Hottest week of the year — please use caution. This is serious heat, even by Florida standards🔥 pic.twitter.com/DO8UsN3ht1
— Brian Shields (@BrianWeather) August 7, 2023
The warning is just the latest in a string of warnings and advisories this summer in Central Florida, as large swaths of the southern United States have been in a seemingly endless heat wave since early June 2023.
This week’s forecast includes daily high temperatures as high as 97 degrees Fahrenheit and heat index values as high as 115 degrees Fahrenheit. Floridians and visitors to the state have already seen heat index values of nearly 100 degrees after midnight, as reported by LocalConditions.com. During the day, as heat from the sun beats down on Florida, those values will increase dramatically, putting visitors at the Walt Disney World Resort, Universal Studios Orlando Resort, SeaWorld Orlando, and other vacation destinations at greater risk for heat exposure, heat exhaustion, and heat stroke.

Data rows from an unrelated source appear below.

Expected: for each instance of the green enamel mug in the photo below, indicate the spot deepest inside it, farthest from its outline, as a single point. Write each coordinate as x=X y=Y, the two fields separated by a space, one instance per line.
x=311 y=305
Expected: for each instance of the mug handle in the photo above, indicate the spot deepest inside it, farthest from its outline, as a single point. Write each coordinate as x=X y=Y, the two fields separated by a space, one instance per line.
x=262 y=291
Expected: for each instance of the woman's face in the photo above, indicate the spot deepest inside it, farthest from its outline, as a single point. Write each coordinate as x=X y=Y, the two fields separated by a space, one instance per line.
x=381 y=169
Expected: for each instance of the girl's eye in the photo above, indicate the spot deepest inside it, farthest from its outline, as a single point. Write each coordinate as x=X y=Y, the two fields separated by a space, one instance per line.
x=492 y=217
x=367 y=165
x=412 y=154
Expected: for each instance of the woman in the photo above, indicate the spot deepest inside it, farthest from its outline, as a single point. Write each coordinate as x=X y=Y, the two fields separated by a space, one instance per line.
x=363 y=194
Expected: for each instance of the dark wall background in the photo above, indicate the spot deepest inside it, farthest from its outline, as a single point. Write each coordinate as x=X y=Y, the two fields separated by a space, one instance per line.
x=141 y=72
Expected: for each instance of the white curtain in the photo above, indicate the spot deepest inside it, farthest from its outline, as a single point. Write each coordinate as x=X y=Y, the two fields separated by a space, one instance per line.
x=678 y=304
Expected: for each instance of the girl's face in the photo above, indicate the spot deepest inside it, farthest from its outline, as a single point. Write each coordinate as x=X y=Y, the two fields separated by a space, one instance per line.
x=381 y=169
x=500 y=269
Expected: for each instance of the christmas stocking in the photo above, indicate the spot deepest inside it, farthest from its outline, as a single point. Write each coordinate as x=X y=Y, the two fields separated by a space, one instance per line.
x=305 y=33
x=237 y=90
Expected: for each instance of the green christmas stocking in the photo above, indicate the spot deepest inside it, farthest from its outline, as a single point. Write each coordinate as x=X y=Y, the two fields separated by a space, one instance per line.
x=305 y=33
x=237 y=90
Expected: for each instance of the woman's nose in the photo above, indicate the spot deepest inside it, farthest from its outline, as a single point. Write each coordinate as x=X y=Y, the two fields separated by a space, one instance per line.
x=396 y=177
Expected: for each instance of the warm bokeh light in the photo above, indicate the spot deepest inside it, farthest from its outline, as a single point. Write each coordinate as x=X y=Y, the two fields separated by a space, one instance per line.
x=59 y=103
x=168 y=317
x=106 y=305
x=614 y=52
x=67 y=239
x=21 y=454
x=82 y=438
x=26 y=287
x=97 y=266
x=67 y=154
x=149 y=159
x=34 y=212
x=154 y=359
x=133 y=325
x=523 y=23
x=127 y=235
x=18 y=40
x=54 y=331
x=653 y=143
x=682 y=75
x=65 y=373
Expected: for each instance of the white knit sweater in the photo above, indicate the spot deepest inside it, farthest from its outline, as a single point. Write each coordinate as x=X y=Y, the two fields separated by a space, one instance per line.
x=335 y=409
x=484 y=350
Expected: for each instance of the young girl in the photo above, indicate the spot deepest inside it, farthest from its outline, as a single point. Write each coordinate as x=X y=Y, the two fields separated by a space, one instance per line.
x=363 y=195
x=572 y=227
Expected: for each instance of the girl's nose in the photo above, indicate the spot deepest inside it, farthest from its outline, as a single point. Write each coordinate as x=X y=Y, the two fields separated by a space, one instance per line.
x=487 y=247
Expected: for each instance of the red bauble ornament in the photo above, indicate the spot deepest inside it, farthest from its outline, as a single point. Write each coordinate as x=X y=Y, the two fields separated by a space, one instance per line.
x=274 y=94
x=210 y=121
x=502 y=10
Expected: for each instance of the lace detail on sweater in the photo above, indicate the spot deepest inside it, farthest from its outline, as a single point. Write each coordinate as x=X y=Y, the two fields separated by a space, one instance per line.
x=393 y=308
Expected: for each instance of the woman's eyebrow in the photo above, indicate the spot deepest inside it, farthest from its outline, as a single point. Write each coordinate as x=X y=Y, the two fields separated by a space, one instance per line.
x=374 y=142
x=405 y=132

A Heat Advisory has been issued by the National Weather Service in Melbourne, Florida, for Central Florida for the early part of the week, and more advisories are expected.
7PM | The heat advisory has expired, however it is still oppressive with heat index values around 105 in many places. Very slow cooling is expected this evening.
Another heat advisory is in effect on Tuesday afternoon for similar conditions.#FLwx
— NWS Melbourne (@NWSMelbourne) August 7, 2023
The National Weather Service urges those in the affected area to take the risks of heat-related illnesses seriously and suggests the following:
Drink plenty of fluids, stay in an air-conditioned room, stay out of the sun, and check up on relatives and neighbors. Young children and pets should never be left unattended in vehicles under any circumstances. Take extra precautions if you work or spend time outside. When possible, reschedule strenuous activities to early morning or evening. Know the signs and symptoms of heat exhaustion and heat stroke. Wear lightweight and loose-fitting clothing when possible. To reduce risk during outdoor work, the Occupational Safety and Health Administration recommends scheduling frequent rest breaks in shaded or air-conditioned environments. Anyone overcome by heat should be moved to a cool and shaded location. Heat stroke is an emergency! Call 911.